Mas não só. A tentativa de invasão de Cuba pelos americanos e a manutenção de Guantánamo como campo de prisioneiros em território cubano só serviram para manter acesas as hostilidades. É certo que, nos últimos anos, com o fim da URSS, que sustentava o regime cubano, a situação do país se agravou e, se não entrou em colapso, foi devido à ajuda da Venezuela chavista, que até hoje lhe fornece petróleo quase de graça, e à abertura ao turismo, que tinha sido estigmatizado pela revolução castrista, como mera prostituição.
A verdade é que o comunismo instaurado em Cuba não deu certo, como não deu certo em parte alguma. Naqueles países, como em Cuba, as condições de vida das pessoas melhoraram em função do investimento feito em educação e saúde, basicamente, mas essa melhoria tendia estacionar-se ou se deteriorar porque a economia ali não tem crescido na proporção necessária.
Esse foi o mal do comunismo, decorrente do equívoco teórico de Marx ao satanizar a iniciativa privada que é, na verdade, o motor da economia. Costumo dizer que, enquanto nos países capitalistas milhões de pessoas, diariamente, criam empresas, nos países socialistas, a economia era dirigida por alguns burocratas do partido, que decidiam o que tinha que ser feito e de que modo. O resultado inevitável foi o fracasso econômico que levou ao fim do regime.
Cuba não constitui uma exceção. Pelo contrário, como dependia da venda do tabaco e do açúcar, que lhe eram comprados pela União Soviética, o fim desta --e de todo o sistema socialista-- a deixou sem comprador. A consequência disso foi a debilitação da economia e a deterioração dos setores em que o regime mais progredira: a saúde e a educação.

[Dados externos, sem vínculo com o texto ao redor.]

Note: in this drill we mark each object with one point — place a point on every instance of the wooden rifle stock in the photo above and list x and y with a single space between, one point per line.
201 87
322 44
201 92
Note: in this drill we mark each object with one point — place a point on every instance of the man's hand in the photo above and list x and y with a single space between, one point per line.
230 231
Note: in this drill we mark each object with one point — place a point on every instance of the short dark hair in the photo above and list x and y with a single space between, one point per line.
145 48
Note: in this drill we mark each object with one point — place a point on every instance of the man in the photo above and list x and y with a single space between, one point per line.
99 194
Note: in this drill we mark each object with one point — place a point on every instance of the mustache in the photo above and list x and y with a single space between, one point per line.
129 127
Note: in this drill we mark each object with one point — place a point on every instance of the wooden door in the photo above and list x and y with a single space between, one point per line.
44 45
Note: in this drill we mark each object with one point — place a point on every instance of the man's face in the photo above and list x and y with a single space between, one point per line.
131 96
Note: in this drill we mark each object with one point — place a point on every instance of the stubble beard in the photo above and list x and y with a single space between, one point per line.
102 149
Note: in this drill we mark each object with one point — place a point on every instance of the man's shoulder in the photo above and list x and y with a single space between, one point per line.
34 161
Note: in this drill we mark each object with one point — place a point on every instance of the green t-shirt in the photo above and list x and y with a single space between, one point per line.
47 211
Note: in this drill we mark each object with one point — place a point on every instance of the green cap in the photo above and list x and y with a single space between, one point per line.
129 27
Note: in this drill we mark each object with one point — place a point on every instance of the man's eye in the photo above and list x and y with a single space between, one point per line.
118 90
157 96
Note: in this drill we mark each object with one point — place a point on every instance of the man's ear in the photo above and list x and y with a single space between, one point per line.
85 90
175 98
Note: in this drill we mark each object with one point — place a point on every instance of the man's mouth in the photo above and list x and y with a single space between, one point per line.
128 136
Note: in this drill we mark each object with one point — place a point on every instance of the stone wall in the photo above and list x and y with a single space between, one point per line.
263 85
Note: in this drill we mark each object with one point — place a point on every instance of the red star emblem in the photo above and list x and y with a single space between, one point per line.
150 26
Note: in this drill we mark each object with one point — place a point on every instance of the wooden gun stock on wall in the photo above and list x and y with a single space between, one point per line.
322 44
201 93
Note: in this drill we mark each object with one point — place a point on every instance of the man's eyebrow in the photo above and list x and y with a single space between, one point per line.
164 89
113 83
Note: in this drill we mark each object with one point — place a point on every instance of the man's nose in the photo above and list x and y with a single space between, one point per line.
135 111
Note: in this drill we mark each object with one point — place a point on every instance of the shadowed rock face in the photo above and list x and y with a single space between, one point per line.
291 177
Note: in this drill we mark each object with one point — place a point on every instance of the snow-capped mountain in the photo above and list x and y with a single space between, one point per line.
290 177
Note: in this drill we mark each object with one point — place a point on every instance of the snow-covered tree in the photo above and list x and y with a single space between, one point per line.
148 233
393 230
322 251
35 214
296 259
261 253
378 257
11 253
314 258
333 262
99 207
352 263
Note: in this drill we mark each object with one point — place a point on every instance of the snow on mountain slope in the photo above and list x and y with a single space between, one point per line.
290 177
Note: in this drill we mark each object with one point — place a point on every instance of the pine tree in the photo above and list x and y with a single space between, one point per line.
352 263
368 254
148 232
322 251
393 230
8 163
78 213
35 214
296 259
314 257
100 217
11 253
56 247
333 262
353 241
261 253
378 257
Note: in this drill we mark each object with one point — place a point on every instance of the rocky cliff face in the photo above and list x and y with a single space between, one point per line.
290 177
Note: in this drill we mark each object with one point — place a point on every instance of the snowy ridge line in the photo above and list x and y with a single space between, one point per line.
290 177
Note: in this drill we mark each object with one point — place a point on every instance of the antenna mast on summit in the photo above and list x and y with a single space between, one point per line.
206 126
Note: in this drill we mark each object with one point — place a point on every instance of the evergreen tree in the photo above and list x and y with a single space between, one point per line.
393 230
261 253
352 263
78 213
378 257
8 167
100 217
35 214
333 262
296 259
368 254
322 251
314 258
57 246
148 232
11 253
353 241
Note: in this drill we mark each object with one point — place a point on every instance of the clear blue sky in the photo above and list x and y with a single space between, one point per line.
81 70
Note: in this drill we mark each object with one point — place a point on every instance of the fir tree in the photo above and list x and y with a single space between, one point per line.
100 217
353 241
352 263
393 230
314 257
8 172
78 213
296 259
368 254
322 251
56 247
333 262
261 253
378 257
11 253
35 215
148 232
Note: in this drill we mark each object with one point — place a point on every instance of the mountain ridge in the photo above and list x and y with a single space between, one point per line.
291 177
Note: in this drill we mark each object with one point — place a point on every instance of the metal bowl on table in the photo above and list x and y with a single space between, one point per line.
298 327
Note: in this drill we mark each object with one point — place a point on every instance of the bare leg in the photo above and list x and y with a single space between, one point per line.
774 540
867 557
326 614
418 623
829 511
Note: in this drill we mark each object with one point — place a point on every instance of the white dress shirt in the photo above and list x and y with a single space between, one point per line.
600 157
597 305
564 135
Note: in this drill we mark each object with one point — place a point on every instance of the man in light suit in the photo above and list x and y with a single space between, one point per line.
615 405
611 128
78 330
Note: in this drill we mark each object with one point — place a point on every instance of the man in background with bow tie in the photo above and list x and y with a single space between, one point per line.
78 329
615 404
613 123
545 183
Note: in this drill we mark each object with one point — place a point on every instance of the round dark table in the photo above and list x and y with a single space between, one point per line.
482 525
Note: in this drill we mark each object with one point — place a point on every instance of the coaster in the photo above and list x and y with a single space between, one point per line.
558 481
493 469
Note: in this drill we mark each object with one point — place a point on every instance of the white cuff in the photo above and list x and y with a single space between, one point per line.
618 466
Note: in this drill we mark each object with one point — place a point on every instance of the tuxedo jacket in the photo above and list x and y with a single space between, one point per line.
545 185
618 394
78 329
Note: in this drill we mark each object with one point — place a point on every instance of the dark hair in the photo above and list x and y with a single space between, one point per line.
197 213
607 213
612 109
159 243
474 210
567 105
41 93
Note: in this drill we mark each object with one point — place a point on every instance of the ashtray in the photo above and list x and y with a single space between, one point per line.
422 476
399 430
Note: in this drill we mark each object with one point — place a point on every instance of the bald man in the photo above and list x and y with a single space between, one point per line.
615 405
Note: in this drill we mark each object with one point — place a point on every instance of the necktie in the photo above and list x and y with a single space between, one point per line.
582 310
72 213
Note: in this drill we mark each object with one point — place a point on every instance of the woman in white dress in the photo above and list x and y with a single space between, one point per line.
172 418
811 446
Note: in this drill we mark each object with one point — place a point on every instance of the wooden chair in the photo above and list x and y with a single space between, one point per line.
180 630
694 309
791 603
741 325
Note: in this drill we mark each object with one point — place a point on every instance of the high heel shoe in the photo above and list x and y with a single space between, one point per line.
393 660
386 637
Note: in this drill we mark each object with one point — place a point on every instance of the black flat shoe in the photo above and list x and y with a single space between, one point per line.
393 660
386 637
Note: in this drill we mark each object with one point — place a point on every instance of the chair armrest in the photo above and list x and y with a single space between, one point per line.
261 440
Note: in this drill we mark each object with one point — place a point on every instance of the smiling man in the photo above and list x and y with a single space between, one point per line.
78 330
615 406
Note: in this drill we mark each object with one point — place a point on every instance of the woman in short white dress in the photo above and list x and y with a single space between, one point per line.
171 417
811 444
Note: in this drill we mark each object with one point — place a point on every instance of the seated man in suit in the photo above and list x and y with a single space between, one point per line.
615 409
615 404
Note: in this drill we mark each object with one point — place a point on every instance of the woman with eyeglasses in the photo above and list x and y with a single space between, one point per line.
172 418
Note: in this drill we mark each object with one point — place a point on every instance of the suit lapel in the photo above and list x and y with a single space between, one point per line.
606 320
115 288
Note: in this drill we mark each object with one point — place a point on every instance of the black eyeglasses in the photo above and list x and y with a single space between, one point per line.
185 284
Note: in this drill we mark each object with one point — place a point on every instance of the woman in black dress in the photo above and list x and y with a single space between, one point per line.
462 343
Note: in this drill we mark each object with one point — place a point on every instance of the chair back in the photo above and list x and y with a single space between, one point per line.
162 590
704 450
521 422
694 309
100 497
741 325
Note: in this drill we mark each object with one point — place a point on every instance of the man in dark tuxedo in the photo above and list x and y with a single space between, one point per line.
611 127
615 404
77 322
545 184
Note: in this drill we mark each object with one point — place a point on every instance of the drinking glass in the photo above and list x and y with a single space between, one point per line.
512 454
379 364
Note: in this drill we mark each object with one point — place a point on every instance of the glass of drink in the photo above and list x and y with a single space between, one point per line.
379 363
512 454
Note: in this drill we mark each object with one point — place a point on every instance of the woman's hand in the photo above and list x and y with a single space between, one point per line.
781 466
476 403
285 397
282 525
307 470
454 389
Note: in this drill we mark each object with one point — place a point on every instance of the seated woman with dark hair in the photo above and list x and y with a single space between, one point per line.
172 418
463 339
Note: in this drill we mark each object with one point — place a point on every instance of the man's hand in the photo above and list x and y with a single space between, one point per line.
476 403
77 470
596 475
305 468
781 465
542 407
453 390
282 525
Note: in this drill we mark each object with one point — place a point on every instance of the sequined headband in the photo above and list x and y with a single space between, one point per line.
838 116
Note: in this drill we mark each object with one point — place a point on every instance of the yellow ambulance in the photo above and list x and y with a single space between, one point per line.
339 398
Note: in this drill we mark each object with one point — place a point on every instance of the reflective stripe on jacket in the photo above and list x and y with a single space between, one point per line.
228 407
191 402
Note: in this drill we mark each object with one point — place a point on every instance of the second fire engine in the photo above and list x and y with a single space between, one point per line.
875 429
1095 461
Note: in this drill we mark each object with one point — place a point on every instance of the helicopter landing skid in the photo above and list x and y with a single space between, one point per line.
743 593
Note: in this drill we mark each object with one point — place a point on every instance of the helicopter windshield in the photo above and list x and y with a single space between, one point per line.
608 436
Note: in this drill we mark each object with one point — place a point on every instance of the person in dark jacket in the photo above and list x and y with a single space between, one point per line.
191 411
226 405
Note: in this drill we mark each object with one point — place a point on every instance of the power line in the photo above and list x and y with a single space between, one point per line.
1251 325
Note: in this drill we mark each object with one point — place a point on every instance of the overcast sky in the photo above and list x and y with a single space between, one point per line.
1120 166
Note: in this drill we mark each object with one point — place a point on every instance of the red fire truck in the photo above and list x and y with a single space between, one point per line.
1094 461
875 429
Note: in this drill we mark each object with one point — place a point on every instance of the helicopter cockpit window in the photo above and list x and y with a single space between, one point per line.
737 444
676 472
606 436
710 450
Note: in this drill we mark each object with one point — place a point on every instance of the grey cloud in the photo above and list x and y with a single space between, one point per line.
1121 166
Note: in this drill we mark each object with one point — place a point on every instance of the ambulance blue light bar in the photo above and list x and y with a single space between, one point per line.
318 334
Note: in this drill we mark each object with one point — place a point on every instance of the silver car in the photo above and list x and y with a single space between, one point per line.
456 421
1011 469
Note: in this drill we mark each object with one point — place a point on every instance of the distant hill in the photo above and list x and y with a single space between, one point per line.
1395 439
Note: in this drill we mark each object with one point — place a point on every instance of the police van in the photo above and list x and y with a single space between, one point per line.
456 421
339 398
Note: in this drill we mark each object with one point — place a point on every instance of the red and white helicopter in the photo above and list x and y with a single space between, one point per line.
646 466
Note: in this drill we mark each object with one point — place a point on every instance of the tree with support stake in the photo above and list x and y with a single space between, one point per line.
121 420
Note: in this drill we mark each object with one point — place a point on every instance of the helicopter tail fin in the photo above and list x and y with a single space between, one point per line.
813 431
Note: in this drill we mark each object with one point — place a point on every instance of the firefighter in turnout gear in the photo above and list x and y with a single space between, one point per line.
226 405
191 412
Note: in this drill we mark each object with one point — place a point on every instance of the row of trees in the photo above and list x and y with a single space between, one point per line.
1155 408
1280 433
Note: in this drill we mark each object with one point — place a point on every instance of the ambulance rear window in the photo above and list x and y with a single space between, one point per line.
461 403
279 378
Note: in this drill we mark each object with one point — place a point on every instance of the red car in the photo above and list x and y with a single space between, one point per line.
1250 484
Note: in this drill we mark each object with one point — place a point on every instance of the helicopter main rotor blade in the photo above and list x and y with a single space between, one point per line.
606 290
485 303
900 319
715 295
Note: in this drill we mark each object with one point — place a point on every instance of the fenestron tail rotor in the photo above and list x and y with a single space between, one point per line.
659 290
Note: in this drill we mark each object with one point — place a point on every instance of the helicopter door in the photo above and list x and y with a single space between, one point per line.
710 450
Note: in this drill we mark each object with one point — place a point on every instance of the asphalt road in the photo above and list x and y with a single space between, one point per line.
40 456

A atual queda do preço do petróleo veio agravar ainda mais a situação econômica da Venezuela que, mal se aguentando nas pernas, não vai dar-lhe a ajuda que vem dando.
Se, à exceção da Coreia do Norte, governada por um pirado, todos os demais países socialistas mudaram de rumo, Cuba, cedo ou tarde, teria de fazê-lo. Manter-se fechada num regime sem futuro seria a pior opção: corria o risco de o próprio povo rebelar-se e por abaixo o governo.
É por essas razões --e outras que certamente desconheço-- que os irmãos Castro decidiram restabelecer o diálogo com o inimigo, uma vez que não há outro modo de tentar superar a crise e, pelo menos, adiar o fim do regime.
Aliás, se estou certo em minha análise, os norte-americanos não mais têm Cuba como ameaça, uma vez que o socialismo, como utopia, cumpriu sua missão e extinguiu-se.
Tanto sabem disso Obama como os irmãos Castro, e esse é o motivo por que o fim ou a manutenção do regime em Cuba não entrou na discussão. O que importa, para os norte-americanos, é eliminar a tensão e reconquistar o mercado cubano --que tanto necessita de seu apoio -- e, para Fidel e Raúl Castro, a manutenção do poder que detêm há 55 anos.